Accurate JSON text encoding detection

Question

In RFC4627 a method for identifying the Unicode encoding when a BOM is not present was described. This relied on the first 2 characters in the JSON text to always be ASCII characters. But in RFC7159, the specification defines JSON text as "ws value ws"; implying that a single string value would also be valid. So the first character will be the opening quote, but then any Unicode character allowed in a string could follow. Considering that RFC7159 also discourages the use of a BOM; and no longer describes the procedure for detecting the encoding from the first 4 octets (bytes), how should one detect it? UTF-32 should still work correctly as described in RFC4627, because the first character is four bytes and should still be ASCII, but what about UTF-16? The second (2-byte) character might not contain a zero-byte to help identify the correct encoding.

Interesting question. Certainly, determining the Unicode Scheme is more challenging. For example, a single byte, whose ASCII value is a digit, is also a valid JSON: its a single digit number in UTF-8. How about proposing a solution, and we can discuss your solution? — CouchDeveloper, Oct 21 '15 at 13:00
I'm afraid I don't have a proposal that will be reliable. Obviously one first check for a BOM just in case.
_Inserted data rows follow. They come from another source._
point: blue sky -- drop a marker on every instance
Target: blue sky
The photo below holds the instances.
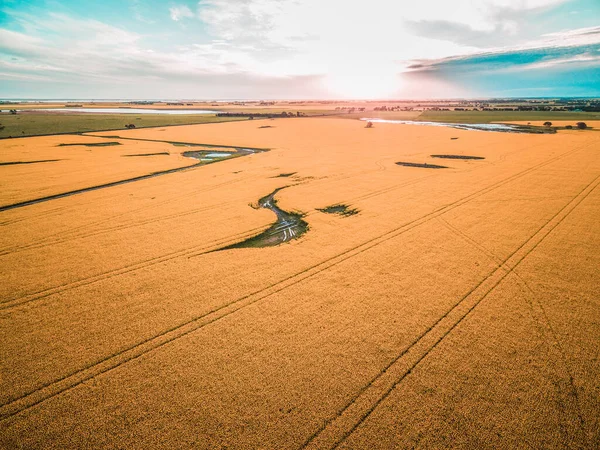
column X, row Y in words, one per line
column 213, row 49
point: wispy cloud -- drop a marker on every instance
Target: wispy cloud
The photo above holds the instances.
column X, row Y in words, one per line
column 345, row 47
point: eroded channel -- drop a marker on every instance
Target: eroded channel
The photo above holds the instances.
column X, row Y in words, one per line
column 289, row 226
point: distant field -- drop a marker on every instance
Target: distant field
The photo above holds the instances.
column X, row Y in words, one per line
column 413, row 306
column 504, row 116
column 32, row 124
column 35, row 124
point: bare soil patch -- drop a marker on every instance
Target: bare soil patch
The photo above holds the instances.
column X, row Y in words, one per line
column 422, row 165
column 341, row 210
column 457, row 157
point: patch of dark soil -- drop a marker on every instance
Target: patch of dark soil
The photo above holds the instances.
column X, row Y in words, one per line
column 288, row 226
column 14, row 163
column 424, row 166
column 146, row 154
column 91, row 144
column 457, row 157
column 342, row 210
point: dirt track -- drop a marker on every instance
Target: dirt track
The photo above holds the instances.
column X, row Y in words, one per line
column 458, row 309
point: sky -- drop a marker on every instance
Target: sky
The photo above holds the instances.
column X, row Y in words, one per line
column 299, row 49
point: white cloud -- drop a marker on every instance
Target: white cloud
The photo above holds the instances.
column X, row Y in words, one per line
column 180, row 12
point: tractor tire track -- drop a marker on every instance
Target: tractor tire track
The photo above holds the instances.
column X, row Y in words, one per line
column 67, row 382
column 347, row 419
column 204, row 248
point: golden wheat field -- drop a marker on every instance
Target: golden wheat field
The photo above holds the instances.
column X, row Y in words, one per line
column 457, row 308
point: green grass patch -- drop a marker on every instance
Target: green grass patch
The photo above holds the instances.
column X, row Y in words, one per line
column 36, row 124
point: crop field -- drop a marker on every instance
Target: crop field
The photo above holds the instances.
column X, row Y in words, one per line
column 36, row 123
column 304, row 292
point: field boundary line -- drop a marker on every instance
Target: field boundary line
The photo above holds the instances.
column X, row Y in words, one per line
column 118, row 358
column 205, row 248
column 335, row 430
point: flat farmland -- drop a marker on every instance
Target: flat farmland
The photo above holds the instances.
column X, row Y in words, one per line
column 455, row 307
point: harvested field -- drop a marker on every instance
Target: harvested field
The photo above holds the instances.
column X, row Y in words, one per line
column 457, row 157
column 459, row 309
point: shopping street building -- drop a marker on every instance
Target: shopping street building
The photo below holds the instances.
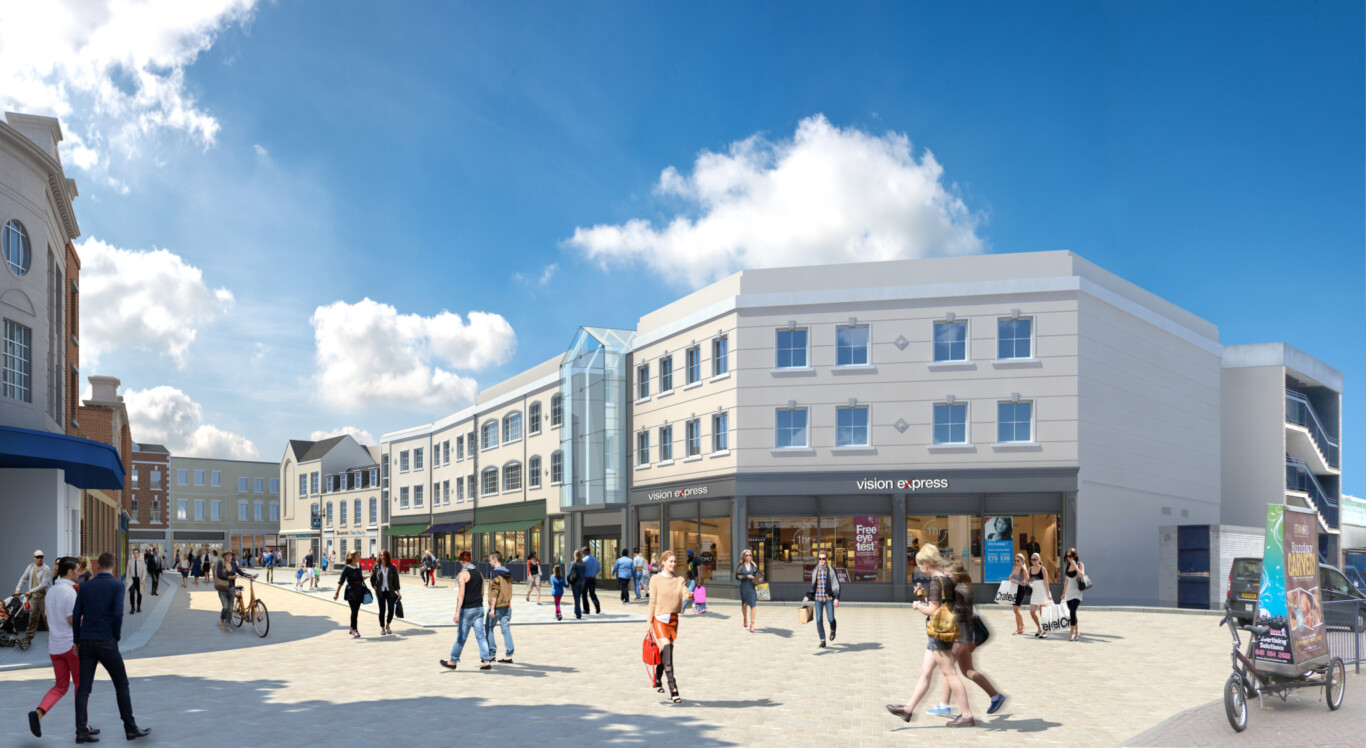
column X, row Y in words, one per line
column 991, row 404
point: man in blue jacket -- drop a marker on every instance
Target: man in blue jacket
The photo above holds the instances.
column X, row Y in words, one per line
column 96, row 625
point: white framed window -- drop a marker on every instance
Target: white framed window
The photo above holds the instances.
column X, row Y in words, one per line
column 721, row 432
column 851, row 346
column 791, row 429
column 720, row 355
column 792, row 350
column 951, row 340
column 642, row 381
column 18, row 362
column 1015, row 421
column 1015, row 337
column 951, row 423
column 512, row 477
column 851, row 426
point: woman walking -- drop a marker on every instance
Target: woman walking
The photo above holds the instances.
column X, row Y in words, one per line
column 355, row 590
column 533, row 578
column 966, row 644
column 939, row 654
column 668, row 593
column 1019, row 575
column 747, row 572
column 384, row 580
column 1040, row 595
column 1072, row 588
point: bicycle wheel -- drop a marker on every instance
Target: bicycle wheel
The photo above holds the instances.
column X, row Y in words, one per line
column 1335, row 683
column 1235, row 702
column 260, row 619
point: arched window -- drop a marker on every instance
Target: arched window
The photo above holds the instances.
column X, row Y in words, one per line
column 511, row 427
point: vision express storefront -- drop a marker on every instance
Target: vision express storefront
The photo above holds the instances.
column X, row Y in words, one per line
column 870, row 523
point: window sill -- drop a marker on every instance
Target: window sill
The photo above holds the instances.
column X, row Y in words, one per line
column 1021, row 363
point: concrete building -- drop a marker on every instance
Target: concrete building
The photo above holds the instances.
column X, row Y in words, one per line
column 223, row 504
column 44, row 467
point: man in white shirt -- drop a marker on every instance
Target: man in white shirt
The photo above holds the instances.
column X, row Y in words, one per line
column 62, row 599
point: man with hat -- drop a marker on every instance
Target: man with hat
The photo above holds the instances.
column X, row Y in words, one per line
column 37, row 578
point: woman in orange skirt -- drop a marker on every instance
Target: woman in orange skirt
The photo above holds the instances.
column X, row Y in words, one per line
column 668, row 593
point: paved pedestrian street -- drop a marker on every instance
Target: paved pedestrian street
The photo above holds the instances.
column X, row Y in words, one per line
column 308, row 681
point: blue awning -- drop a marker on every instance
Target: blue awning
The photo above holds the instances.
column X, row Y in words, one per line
column 89, row 464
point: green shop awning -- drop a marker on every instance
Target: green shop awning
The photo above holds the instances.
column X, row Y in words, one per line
column 506, row 526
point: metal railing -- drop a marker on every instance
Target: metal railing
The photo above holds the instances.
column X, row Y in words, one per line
column 1299, row 412
column 1299, row 478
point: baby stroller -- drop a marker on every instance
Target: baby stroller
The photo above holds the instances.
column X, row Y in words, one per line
column 14, row 623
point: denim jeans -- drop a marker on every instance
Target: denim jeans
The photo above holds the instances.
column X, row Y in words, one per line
column 471, row 619
column 502, row 617
column 828, row 608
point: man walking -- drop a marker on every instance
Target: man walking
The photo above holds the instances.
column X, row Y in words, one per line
column 624, row 569
column 592, row 568
column 500, row 608
column 37, row 579
column 96, row 625
column 135, row 573
column 469, row 613
column 825, row 588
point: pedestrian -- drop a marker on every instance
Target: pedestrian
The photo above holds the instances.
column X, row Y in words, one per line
column 355, row 590
column 592, row 568
column 749, row 572
column 965, row 646
column 533, row 578
column 1040, row 594
column 578, row 583
column 500, row 608
column 469, row 613
column 939, row 654
column 134, row 576
column 825, row 591
column 384, row 582
column 1072, row 588
column 96, row 627
column 62, row 650
column 668, row 593
column 624, row 571
column 1019, row 575
column 224, row 576
column 34, row 583
column 558, row 588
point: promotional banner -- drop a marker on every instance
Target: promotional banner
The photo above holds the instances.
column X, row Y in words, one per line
column 1290, row 602
column 1000, row 548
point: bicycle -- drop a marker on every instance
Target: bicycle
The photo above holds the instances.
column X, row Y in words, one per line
column 253, row 610
column 1250, row 681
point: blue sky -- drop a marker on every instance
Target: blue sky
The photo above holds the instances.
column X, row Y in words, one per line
column 441, row 156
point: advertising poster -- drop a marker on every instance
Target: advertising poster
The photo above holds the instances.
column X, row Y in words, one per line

Next check for UTF-32 - if the first 3 bytes are zero then it's UTF-32BE, else if the 3 bytes after the first is zeros, it's UTF-32LE. So far we should be able to rely on the test, but now comes the problem. To test for UTF-16, we still have to look at 4 bytes. If we could assume that the first 2 characters are always ASCII, then we test if the first and third bytes are zeros for UTF-16BE and the second and fourth for UTF-16LE. But if the second character can be non-ASCII, what then? — Jannie Gerber, Oct 21 '15 at 13:33
Would it help if I give you a headstart with an implementation in C++ for detecting the encoding? As far as I know you don't need the BOM detection - but I have one implemented in C++, too. — CouchDeveloper, Oct 21 '15 at 15:08
Anything that would give reliable detection would help, thanks. It can be pseudocode too; I just need the steps for what to test for. — Jannie Gerber, Oct 21 '15 at 18:58

score 3 · Accepted Answer · answered Oct 21 '15 at 15:39

After taking a look at an implementation which I made a couple years ago, I can tell that it's possible to unambiguously detect the given Unicode Scheme from just one character, given the following assumptions:

The input must be Unicode
The first character must be ASCII
There must be no BOM

Consider this:

Assuming the first character is a "[" (0x5B) - an ASCII. Then, we may get these byte patterns:

UTF_32LE:    5B 00 00 00  
UTF_32BE:    00 00 00 5B
UTF_16LE:    5B 00 xx xx
UTF_16BE:    00 5B xx xx
UTF_8:       5B xx xx xx

where "xx" is either EOF or any other byte.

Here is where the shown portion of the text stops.